This seemed
on the face of it so small a thing that from a certain angle it was hardly
worth the telling. But it was there, if only for a moment.
And I was
sitting on the sofa just two weeks ago, not late, a little before ten p.m., when
a bright light flew silently past a window which, high in the wall and from
where I sat, looked out over the neighborhood, at the sky just above the houses
across the street. It was a very bright white ball, moving fast, though not
shooting as a meteor would shoot, but slower than that, and it was low in the
air, low to the ground, maybe one or two hundred feet above. It happens sometimes
that I can see naval fighter jets that come flying over through this same
window from that very spot, and they will cross at the same low altitude, but
this was not that – this white light was soundless. Not quiet, but soundless. The
jets, when they come for their practice runs at the simulated aircraft carrier
flight deck nearby, are anything but. They’ll shake the nerves right out of
your spine.
The window,
at that angle, offers a very narrow view out, since I was some distance from
it, and it is small and high up the wall above the stairs. That this bright,
low light flew past that specific area, from right to left, just so that I
could see it, struck me as not an accident, but as something that I was
supposed to see. I ran to the window, jumped up the steps to look for more, but
it was gone. I don’t remember being able to see much of the stars, whether it
was clear or overcast or what – that didn’t seem to matter at the time, since I
was certain it wasn’t a shooting star. Something in me came back to life then
and I felt excited again, as if something wonderful were near, like this was an
announcement of sorts, letting me know it was still around. It was very much
like the light I saw shoot off over the freeway one night in Indiana, while driving
cross-country. For all I know, it’s the same light. For all I know, it’s
nothing.
Coming then,
as this did, just before the regular drive I make inland to Utah at this time
of year (and which I’m currently in the midst of), while making preparations
and coming to grips with leaving the island home that I’ve only recently come
to feel I’ve got real roots in, I imagine this as a signal of a similar
crossing. I like to think that I have an ongoing relationship to something
inexplicable, and that these teasing hints and subtle clues are perhaps just
the surface, and that they in and of themselves have meaning. Yet I’ve been
reluctant to write up this account, brief and peripheral as it is, on that
possibility that I’ve only imagined such a relationship, while this flat and
lifeless feeling creeps back over me, rendering everything meaningless.
Perhaps this
isn’t a matter of choosing one thing over another – fantasy or reality, belief
or disbelief. I’ll never prove anything to anyone, and not to myself either.

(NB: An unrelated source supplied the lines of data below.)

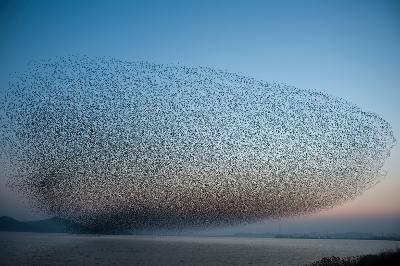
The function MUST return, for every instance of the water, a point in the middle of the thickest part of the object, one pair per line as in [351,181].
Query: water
[66,249]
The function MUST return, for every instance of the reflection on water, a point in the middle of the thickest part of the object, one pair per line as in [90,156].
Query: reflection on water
[65,249]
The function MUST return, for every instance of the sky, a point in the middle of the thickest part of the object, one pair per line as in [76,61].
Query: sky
[348,49]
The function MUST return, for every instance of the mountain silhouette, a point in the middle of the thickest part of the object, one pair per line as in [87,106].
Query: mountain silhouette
[52,225]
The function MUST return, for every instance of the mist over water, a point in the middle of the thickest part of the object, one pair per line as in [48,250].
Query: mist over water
[112,144]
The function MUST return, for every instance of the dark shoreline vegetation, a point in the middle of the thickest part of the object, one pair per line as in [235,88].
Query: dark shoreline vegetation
[58,225]
[384,258]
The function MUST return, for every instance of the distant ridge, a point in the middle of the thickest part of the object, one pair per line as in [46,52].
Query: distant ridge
[52,225]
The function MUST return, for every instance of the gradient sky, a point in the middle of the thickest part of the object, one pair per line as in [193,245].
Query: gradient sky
[348,49]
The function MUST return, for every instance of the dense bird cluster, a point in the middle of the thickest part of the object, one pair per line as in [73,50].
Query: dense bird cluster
[114,144]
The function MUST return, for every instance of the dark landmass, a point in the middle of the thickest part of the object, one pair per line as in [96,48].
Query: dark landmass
[52,225]
[58,225]
[384,258]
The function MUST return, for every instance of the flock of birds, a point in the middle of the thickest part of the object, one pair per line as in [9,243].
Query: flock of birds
[116,145]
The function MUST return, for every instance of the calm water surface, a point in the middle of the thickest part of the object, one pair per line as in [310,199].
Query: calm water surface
[66,249]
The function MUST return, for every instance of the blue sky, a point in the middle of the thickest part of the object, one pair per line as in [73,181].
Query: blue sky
[348,49]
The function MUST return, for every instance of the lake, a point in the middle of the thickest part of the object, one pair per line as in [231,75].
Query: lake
[69,249]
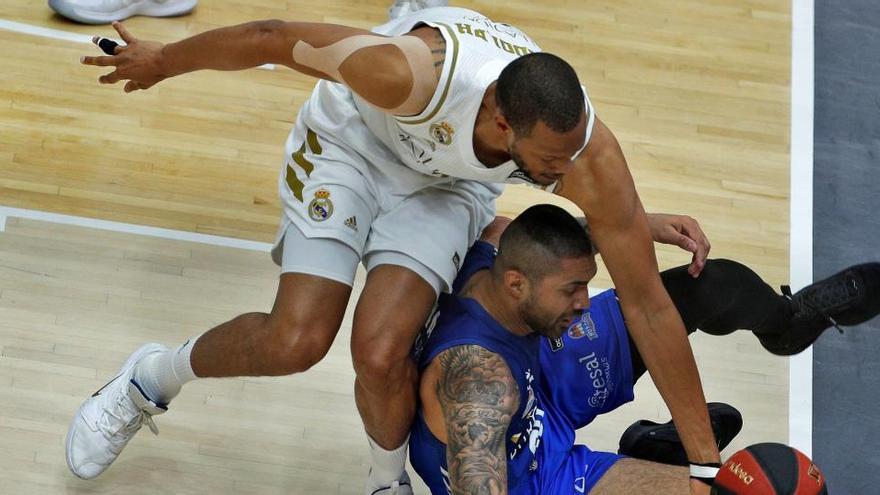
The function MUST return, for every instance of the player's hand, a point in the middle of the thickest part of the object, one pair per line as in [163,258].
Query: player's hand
[138,62]
[699,488]
[684,232]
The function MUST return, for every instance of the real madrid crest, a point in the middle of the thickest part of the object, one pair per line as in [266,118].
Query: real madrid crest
[441,132]
[321,208]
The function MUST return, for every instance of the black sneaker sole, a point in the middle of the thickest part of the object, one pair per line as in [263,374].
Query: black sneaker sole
[659,442]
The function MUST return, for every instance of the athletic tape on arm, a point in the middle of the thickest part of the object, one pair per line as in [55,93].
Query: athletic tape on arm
[328,59]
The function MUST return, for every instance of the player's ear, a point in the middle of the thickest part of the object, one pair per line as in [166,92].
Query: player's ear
[501,121]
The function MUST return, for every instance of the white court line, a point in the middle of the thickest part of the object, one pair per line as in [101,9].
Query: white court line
[800,382]
[20,27]
[177,235]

For now, I’m driving over a flat earth, one that seems sometimes to glow in the
gathering night from within, and it is spectral and strange, and I’m amazed
that I can see at all, and I think of how I love the earth, and that the world
is warm, even where it is blasted and dead and cold, and that in it there are
stories still to be made and told, and that I am still this squirming thing
that is alive and weird and staring, and exactly and always right here.